La parentalité proximale n’est pas une forme de laxisme

La parentalité proximale n’est pas une forme de laxisme

La parentalité proximale est souvent amalgamée ou confondue avec une certaine forme de laxisme.

 

Le laxisme serait une forme de parentalité qui s’apparente au « laisser-aller ». Le parent devrait répondre à toutes les demandes de l’enfant et lui éviter toute forme de frustration. Un système dans lequel l’enfant n’aurait aucune limite.

La parentalité proximale signifie de répondre, autant que possible, aux besoins fondamentaux primaires des tout-petits : succion, attachement, proximité, sécurité, affection, tendresse, amour. 

L’enfant bénéficie d’un cadre sécuritaire et défini dans lequel il a autant de liberté que possible pour explorer, créer, bouger, toucher afin de favoriser son développement moteur, intellectuel et émotionnel. Les parents misent également sur la capacité innée des enfants à s’auto-discipliner lorsqu’ils sont considérés et respectés. La parentalité proximale prend également en considération le développement affectif et social de l’enfant. Ainsi, il n’est aucunement suggéré que nous devons accepter tous les comportements et demandes des enfants.

Prenons cet exemple. Un enfant souhaite avoir un gâteau au chocolat pour le souper. Le parent lui refuse en lui expliquant pourquoi. L’enfant pourra exploser de colère suivant ce refus. Un parent laxisme voudrait éviter que l’enfant fasse une crise, soit pour lui éviter une souffrance soit pour s’éviter à lui-même de faire face à la crise de l’enfant qui peut être très difficile à contenir.

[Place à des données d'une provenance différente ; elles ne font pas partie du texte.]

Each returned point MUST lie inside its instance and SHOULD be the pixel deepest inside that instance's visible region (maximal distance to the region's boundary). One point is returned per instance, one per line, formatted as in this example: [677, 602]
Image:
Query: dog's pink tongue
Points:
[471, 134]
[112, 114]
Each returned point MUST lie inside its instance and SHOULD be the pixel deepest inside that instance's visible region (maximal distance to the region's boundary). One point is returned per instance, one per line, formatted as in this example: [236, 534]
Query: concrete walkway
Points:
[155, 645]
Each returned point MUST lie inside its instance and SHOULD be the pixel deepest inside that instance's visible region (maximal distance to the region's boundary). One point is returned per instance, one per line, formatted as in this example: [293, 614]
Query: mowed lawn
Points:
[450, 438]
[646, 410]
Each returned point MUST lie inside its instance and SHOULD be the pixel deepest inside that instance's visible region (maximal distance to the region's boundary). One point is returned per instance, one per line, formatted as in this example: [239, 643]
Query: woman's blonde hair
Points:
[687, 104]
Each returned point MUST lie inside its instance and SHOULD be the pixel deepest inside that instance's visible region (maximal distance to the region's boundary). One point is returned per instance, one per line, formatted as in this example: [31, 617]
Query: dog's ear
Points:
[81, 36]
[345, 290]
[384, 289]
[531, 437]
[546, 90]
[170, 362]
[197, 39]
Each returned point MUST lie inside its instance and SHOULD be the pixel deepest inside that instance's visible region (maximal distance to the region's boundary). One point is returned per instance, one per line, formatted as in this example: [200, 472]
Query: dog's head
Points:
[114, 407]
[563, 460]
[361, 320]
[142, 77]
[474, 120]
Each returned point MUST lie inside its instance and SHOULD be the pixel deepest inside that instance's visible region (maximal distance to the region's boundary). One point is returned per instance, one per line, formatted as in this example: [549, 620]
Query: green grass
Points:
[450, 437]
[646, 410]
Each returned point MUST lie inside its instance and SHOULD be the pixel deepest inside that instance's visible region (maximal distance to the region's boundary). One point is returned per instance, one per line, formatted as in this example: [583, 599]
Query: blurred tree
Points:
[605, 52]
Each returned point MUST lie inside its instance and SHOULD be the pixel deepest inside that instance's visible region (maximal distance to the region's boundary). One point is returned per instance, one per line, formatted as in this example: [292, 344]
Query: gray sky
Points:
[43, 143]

À l’inverse, la parentalité proximale permet de reconnaître le sentiment de l’enfant : la frustration. La frustration n’est pas un caprice!

Les refus entrainent beaucoup de frustration, particulièrement chez le jeune enfant. Suivant son développement affectif, celui-ci est bouleversé par les contraintes et la force de sa frustration est particulièrement intense et violente. Certains gestes inacceptables peuvent également déferler. En aucun cas la violence doit être acceptée par le parent. Cependant, le parent peut arrêter doucement les gestes impulsifs de l’enfant, sans mettre d’emphase négative sur ceux-ci. Le cerveau d’un enfant est encore immature et seul, l’enfant ne peut arriver à maîtriser sa frustration. Il a besoin de la présence sécurisante d’un adulte qui le reconnaîtra dans sa frustration et le mènera progressivement vers la tristesse, les larmes et l’acceptation, donc progressivement vers le chemin de la résilience.

Accompagner l’enfant à traverser sa frustration n’est pas de répondre à un caprice mais bien de répondre à un besoin émotionnel.

Par ailleurs, l’amalgame entre parentalité proximale et « un enfant roi » est souvent faite. Nous confondons ici également deux éléments qui sont pourtant bien différents. Un enfant roi est un enfant qui n’a malheureusement pas connu suffisamment de frustration et de connexion bienveillante et empathique avec les adultes qui l’accompagnent. Ainsi, ce n’est pas le parentage de proximité qui crée l’enfant roi mais bien le fait d’éviter toutes frustrations à l’enfant et surtout, de ne pas être à l’écoute des véritables besoins qu’il tente d’exprimer maladroitement.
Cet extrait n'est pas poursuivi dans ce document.